Dire de ce By the ways qu’il constitue un étrange objet (traduction : globalement rasoir et péteux mais percé de quelques moments attrayants), c’est bien le moins que l’on puisse faire. Problème : c’est aussi rentrer dans le jeu de sa très poseuse vacuité, celui, franchement pénible parfois, du « film d’art sur l’art ». Produit par agnès b., qui aime peut-être un peu trop le cinéma, ce « voyage avec William Eggleston » s’avance paré du label « documentaire de création ». Comprendre : c’est pas très documenté, mais c’est bigrement créatif. Par exemple, dans le documentaire de création, on aime bien filmer les paysages depuis la banquette arrière de la bagnole, comme ça, parce qu’on a le temps, qu’on n’est pas chez Zone interdite, et puis avec de la musique, ça pète, quand même. Ici, on s’en donne à cœur joie, mais au moins le film ne cherche pas à tromper sur la marchandise. Avis au spectateur : « il ne s’agit pas exactement d’un film SUR le plus grand photographe de la couleur », explique le dossier de presse. Pas exactement, non.

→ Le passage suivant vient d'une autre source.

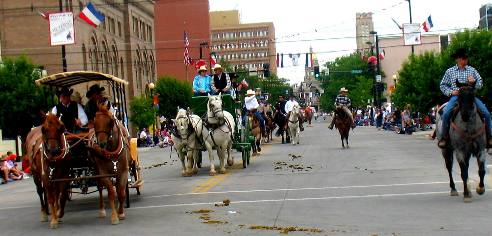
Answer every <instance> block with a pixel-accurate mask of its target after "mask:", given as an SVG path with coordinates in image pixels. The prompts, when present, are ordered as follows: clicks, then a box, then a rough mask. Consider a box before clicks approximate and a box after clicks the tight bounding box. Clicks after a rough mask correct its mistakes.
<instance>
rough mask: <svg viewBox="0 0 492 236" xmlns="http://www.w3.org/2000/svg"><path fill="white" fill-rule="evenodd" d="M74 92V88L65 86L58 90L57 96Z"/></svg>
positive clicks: (56, 95) (70, 93)
mask: <svg viewBox="0 0 492 236" xmlns="http://www.w3.org/2000/svg"><path fill="white" fill-rule="evenodd" d="M72 93H73V89H68V88H67V87H63V88H61V89H60V90H58V91H56V96H58V97H60V96H62V95H65V96H70V95H72Z"/></svg>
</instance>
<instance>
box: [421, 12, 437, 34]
mask: <svg viewBox="0 0 492 236" xmlns="http://www.w3.org/2000/svg"><path fill="white" fill-rule="evenodd" d="M432 27H434V24H432V18H431V16H430V15H429V17H427V20H426V21H425V22H424V23H422V28H424V31H425V32H429V30H430V29H431V28H432Z"/></svg>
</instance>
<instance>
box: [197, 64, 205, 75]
mask: <svg viewBox="0 0 492 236" xmlns="http://www.w3.org/2000/svg"><path fill="white" fill-rule="evenodd" d="M202 71H207V67H206V66H200V68H198V70H197V72H198V73H200V72H202Z"/></svg>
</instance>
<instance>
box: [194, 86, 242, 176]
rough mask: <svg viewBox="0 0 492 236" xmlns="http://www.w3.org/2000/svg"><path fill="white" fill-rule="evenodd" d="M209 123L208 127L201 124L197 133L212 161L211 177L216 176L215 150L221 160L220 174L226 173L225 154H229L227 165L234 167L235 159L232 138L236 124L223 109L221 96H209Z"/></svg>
mask: <svg viewBox="0 0 492 236" xmlns="http://www.w3.org/2000/svg"><path fill="white" fill-rule="evenodd" d="M207 123H208V126H207V127H206V126H205V125H203V123H202V124H201V126H200V125H199V126H197V130H196V132H197V133H198V134H199V136H200V137H201V138H202V140H203V143H204V144H205V148H206V149H207V151H208V157H209V159H210V175H215V174H216V172H215V166H214V157H213V153H212V151H213V148H215V149H217V156H218V157H219V160H220V169H219V173H220V174H224V173H226V169H225V162H224V160H225V154H226V152H227V164H228V165H233V163H234V159H233V157H232V155H231V151H232V141H233V140H232V137H233V135H234V130H235V127H236V123H235V122H234V117H233V116H232V115H231V113H229V112H227V111H224V110H223V109H222V98H221V95H219V96H210V95H209V96H208V104H207Z"/></svg>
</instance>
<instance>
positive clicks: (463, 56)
mask: <svg viewBox="0 0 492 236" xmlns="http://www.w3.org/2000/svg"><path fill="white" fill-rule="evenodd" d="M452 56H453V58H454V59H455V60H456V65H455V66H453V67H451V68H449V69H448V70H446V73H445V74H444V77H443V78H442V81H441V91H442V93H444V95H446V96H448V97H450V99H449V101H448V103H447V105H446V106H445V107H444V111H443V116H442V126H441V128H442V129H441V130H442V132H439V134H440V135H439V137H438V140H439V142H438V143H437V145H438V146H439V147H440V148H445V147H446V143H447V140H446V139H447V136H448V133H449V120H450V119H451V113H452V110H453V108H454V106H455V105H456V103H457V102H458V95H459V87H458V84H468V85H470V86H471V87H473V88H475V90H478V89H480V88H482V86H483V83H482V77H480V74H478V72H477V70H475V68H473V67H471V66H469V65H468V55H467V54H466V50H465V49H464V48H460V49H458V50H457V51H456V52H455V53H454V54H453V55H452ZM475 105H476V106H477V108H478V109H479V110H480V113H481V114H482V115H483V118H484V119H485V124H486V129H485V130H486V134H487V147H488V148H490V147H492V139H491V136H490V128H491V126H490V125H491V124H490V112H489V111H488V110H487V107H486V106H485V104H483V102H482V101H480V99H478V98H475Z"/></svg>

De cette posture chichiteuse (tout est bon à prendre pourvu que ce soit à côté du sujet et enregistré par opérateur strabique -cf. la laideur inouïe de certains cadres pour faire moderne), By the ways déroule son programme avec une application qui laisse rêveur, jusqu’à proposer une interview cadrée sur les pieds de l’intéressé. Film AUTOUR du photographe, donc, au sens le plus littéral quand la caméra papillonne impuissante autour du maître, ne sachant vraisemblablement quoi en dire, quoi lui demander, quoi en faire, et tentant vainement de combler ce grand vide avec d’insupportables afféteries. Parfois, quand même, le film consent à recentrer un peu le débat, alors il fait défiler quelques tirages de l’artiste, comme on consulte des microfilms à la bibliothèque. Ici se trahit la part la plus insupportablement prétentieuse de l’entreprise, puisque le raccord impossible entre ces diaporamas et la bouillie d’où ils émergent invite à penser qu’il y en a un, de raccord, que cette bouillabaisse en DV fraie sur les traces de quelque chose (mais quoi ?) dont ces illustres tirages constitueraient l’empreinte. Las, évidemment. Restent, quand même, dans les rares séquences qui parlent photo, deux moments assez magiques : une séance de tirage selon le procédé qui a fait la réputation d’Eggleston, et la découverte troublante, dans des archives persos exhumées par son fiston, d’un « plafond bleu », strictement identique au fameux « plafond rouge » (à ceci près qu’il est bleu, donc).
Heureusement, cette dimension péteuse a son envers, qui gagne du terrain à mesure que l’on se rapproche de la délivrance. Ayant épuisé tout son sérieux, c’est comme si le film, à un moment, basculait dans un aveu d’échec rigolard et, tombant le masque, décidait de se coltiner au seul récit digne d’intérêt ici: sa propre impuissance à exister, le refus catégorique que lui oppose son sujet, d’interviews ratées (personne ne coopère, c’est parfois à se tordre) en plans hagards sur absolument n’importe quoi, n’importe comment, comme si en plus du strabisme, les auteurs étaient victimes de black-out en cascade et se demandaient régulièrement ce qu’ils sont venus foutre là. Palme de l’interview catastrophe hilarante : Eggleston lui-même (trois mots et un grognement pour répondre à une batterie de questions métaphysiques), talonné de près par Dennis Hopper (vraisemblablement interrompu au cours d’un barbecue familial, trois minutes à l’écran dont deux à tirer sur son cigare) et David Byrne (qui ne sait pas trop quoi raconter et se fend, pas très convaincu, d’une anecdote à la con). Et il y a une certaine poésie à ces plans sur Eggleston, vieux dandy taiseux et vraiment pas concerné par le film, déambulant entre des buissons son appareil à la main tandis que la caméra tourne et se demande bien pourquoi. De grosse baudruche arty, le film gagne in extremis un charme certain à laisser ainsi se dégonfler l’affaire, suivant une pente presque autoparodique, jusqu’à se conclure sur Peggy Lee chantant « Is that all there is ? » (Is that all there is ? : c’est sûr, arrivés au générique, on se demande). Prendre le parti d’en rire, c’était effectivement ce qu’il y avait de mieux à faire.